Comic-Adaption "Persepolis" Libanon hebt Leinwandverbot auf

Kunst zwischen den Fronten eines Glaubenskriegs: Nur einen Tag wurde der Zeichentrickfilm "Persepolis" aus den libanesischen Kinos verbannt, nun darf die Comic-Adaption plötzlich wieder gezeigt werden.

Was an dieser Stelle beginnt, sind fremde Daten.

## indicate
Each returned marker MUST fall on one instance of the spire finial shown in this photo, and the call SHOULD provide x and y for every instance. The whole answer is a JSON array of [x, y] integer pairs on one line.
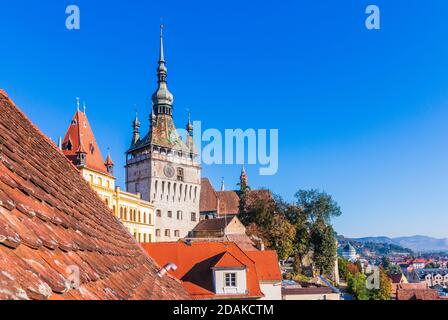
[[162, 55], [223, 188]]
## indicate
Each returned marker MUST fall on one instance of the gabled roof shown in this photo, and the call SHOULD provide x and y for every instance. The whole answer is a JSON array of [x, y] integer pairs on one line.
[[209, 199], [417, 294], [79, 136], [52, 225], [229, 203], [218, 224], [227, 260], [195, 262]]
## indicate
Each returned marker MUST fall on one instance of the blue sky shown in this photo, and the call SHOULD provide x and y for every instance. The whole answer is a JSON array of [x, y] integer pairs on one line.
[[361, 114]]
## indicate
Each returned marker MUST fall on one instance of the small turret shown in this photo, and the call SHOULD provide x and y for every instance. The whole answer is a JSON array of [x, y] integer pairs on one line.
[[136, 130], [109, 164]]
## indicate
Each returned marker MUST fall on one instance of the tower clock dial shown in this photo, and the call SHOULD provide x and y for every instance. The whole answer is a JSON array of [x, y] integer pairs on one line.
[[169, 171]]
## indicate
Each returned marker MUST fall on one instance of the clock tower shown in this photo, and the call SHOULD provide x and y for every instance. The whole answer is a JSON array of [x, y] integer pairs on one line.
[[162, 167]]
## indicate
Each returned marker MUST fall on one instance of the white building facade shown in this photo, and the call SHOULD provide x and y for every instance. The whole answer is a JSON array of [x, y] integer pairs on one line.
[[163, 168]]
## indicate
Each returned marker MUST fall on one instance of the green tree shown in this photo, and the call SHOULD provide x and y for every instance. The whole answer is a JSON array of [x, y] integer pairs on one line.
[[356, 284], [343, 268], [282, 236], [385, 288], [317, 205], [324, 247]]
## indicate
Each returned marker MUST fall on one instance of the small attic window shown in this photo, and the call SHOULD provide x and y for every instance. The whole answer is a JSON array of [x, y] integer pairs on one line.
[[69, 145]]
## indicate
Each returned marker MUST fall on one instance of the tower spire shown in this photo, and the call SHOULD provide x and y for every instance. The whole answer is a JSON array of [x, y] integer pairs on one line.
[[77, 103], [136, 127], [162, 99], [161, 54]]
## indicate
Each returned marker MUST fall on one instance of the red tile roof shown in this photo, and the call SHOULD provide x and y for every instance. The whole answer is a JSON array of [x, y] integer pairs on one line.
[[80, 137], [268, 268], [417, 294], [53, 224], [194, 262], [208, 200], [228, 260], [218, 224]]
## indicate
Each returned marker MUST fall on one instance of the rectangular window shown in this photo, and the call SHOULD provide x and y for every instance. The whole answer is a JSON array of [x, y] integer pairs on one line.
[[230, 279], [180, 174]]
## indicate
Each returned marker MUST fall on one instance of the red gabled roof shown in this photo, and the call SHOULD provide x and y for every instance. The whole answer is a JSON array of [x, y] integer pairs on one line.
[[268, 268], [208, 201], [79, 136], [195, 262], [227, 260], [52, 224], [228, 203]]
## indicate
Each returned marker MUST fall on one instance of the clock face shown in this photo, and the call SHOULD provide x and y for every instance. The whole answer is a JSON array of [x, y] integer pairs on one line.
[[169, 171]]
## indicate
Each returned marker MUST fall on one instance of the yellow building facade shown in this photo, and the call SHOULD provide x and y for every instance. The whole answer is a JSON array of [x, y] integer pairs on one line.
[[136, 214], [80, 147]]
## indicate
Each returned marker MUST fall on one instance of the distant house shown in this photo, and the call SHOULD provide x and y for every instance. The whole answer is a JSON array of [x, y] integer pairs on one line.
[[215, 228], [431, 277], [220, 270], [397, 280], [419, 263], [225, 229]]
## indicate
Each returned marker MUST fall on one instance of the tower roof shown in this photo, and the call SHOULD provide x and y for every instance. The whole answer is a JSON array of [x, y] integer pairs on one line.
[[162, 96], [80, 137], [109, 161], [53, 226], [162, 132]]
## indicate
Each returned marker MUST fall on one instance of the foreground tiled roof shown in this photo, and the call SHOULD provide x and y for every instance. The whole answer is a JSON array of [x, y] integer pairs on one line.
[[52, 225], [194, 262], [79, 136], [208, 200], [229, 203], [417, 294]]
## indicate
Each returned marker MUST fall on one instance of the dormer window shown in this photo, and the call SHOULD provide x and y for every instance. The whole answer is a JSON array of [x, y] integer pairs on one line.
[[180, 174], [230, 280], [69, 145]]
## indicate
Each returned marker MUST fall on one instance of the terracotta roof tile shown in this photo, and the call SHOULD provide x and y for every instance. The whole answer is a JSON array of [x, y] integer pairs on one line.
[[218, 224], [229, 203], [227, 260], [208, 200], [268, 268], [52, 222], [194, 262]]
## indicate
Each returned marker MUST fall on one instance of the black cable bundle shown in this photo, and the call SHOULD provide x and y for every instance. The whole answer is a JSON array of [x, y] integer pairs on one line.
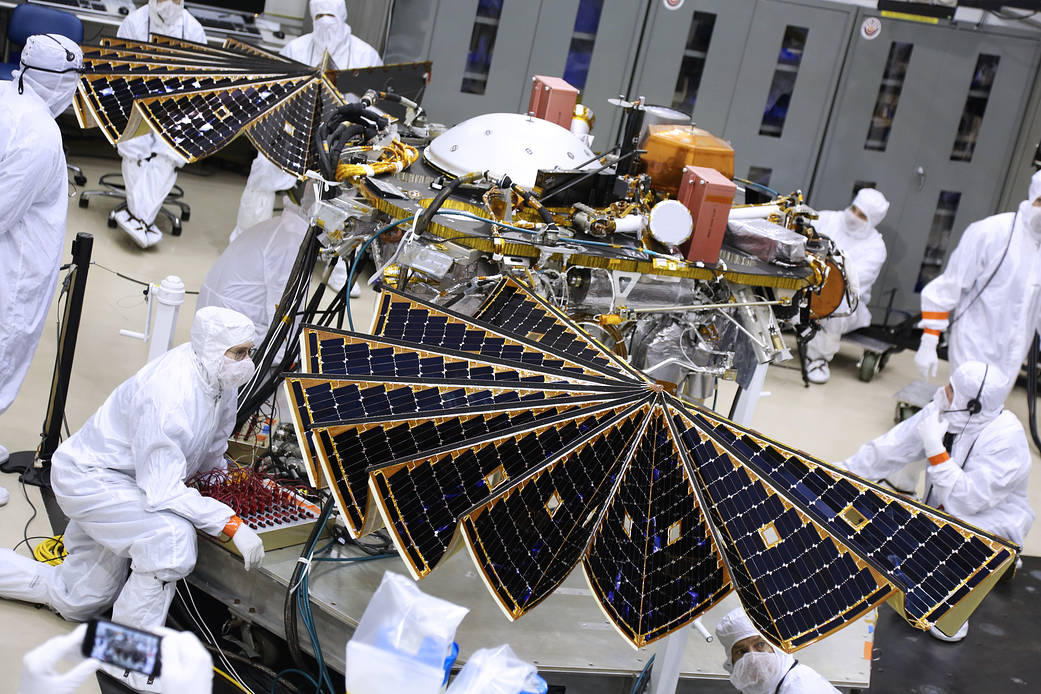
[[284, 330], [289, 607], [1032, 389], [335, 133]]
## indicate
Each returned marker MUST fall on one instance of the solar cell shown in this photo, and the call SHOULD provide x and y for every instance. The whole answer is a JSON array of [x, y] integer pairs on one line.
[[198, 98], [516, 435]]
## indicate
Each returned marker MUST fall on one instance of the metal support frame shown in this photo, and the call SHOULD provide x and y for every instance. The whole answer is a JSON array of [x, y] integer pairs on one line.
[[35, 465]]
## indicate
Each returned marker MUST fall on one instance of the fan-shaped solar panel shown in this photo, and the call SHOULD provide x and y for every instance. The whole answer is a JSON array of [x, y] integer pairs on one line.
[[514, 434], [198, 98]]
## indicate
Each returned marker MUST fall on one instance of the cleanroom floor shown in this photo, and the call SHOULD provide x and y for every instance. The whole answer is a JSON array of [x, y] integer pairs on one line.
[[830, 421]]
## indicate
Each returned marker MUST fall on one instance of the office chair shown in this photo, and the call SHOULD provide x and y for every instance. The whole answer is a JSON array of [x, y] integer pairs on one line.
[[27, 20], [112, 186]]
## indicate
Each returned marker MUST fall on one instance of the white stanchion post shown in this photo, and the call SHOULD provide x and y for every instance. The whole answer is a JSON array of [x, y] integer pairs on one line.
[[665, 675], [169, 298]]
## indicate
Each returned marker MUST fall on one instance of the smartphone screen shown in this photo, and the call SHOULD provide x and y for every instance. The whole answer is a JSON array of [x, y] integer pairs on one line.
[[123, 646]]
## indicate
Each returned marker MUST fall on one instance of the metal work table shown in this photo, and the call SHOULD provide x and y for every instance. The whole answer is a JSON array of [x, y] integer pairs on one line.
[[567, 634]]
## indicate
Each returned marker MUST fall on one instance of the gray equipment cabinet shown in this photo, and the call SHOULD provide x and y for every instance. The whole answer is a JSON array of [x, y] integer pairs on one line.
[[484, 52], [759, 73], [929, 114]]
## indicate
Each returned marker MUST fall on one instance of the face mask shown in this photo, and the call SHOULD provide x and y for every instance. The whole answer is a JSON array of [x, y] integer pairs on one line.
[[56, 87], [760, 673], [940, 400], [168, 10], [234, 374], [853, 222], [327, 31]]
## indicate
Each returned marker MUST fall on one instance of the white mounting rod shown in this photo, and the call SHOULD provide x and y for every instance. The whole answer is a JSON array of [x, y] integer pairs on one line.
[[169, 297]]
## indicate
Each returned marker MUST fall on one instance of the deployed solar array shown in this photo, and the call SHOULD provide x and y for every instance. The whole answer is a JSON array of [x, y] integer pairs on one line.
[[198, 98], [514, 434]]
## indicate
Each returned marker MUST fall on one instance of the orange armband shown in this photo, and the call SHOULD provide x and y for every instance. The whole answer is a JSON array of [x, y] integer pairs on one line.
[[939, 458], [230, 529]]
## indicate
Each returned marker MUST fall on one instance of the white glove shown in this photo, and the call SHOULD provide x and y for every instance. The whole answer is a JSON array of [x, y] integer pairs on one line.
[[186, 665], [925, 358], [250, 546], [931, 431], [39, 673]]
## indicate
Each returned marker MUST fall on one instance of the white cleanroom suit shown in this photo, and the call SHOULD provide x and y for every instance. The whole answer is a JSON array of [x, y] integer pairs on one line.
[[120, 480], [865, 254], [332, 34], [149, 164], [33, 201], [250, 276], [983, 481], [989, 294], [759, 672]]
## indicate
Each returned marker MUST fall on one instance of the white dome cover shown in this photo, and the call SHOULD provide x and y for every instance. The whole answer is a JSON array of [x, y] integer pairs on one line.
[[509, 144]]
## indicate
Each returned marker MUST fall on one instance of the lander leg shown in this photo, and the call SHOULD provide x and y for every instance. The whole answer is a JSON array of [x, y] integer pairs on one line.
[[665, 675]]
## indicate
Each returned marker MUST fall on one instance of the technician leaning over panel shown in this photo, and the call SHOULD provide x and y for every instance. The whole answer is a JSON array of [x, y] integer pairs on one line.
[[756, 668], [121, 481], [978, 453], [33, 201], [149, 164], [332, 34], [992, 285]]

Beirut - Absurdes Hin und Her im zerrissenen Libanon: Am Mittwoch ließ das Innenministerium mitteilen, der Oscar-nominierte Film "Persepolis" dürfe nicht in libanesischen Kinos gezeigt werden, am heutigen Donnerstag wurde er wieder zugelassen. Nach Auskunft eines Vertreters der Sicherheitsdienste habe die Zensurbehörde ihre Entscheidung, den Zeichentrickfilm zu verbieten, zurückgezogen. Der pro-westliche Kulturministers Tarik Mitri hatte das Verbot bereits gestern scharf kritisiert.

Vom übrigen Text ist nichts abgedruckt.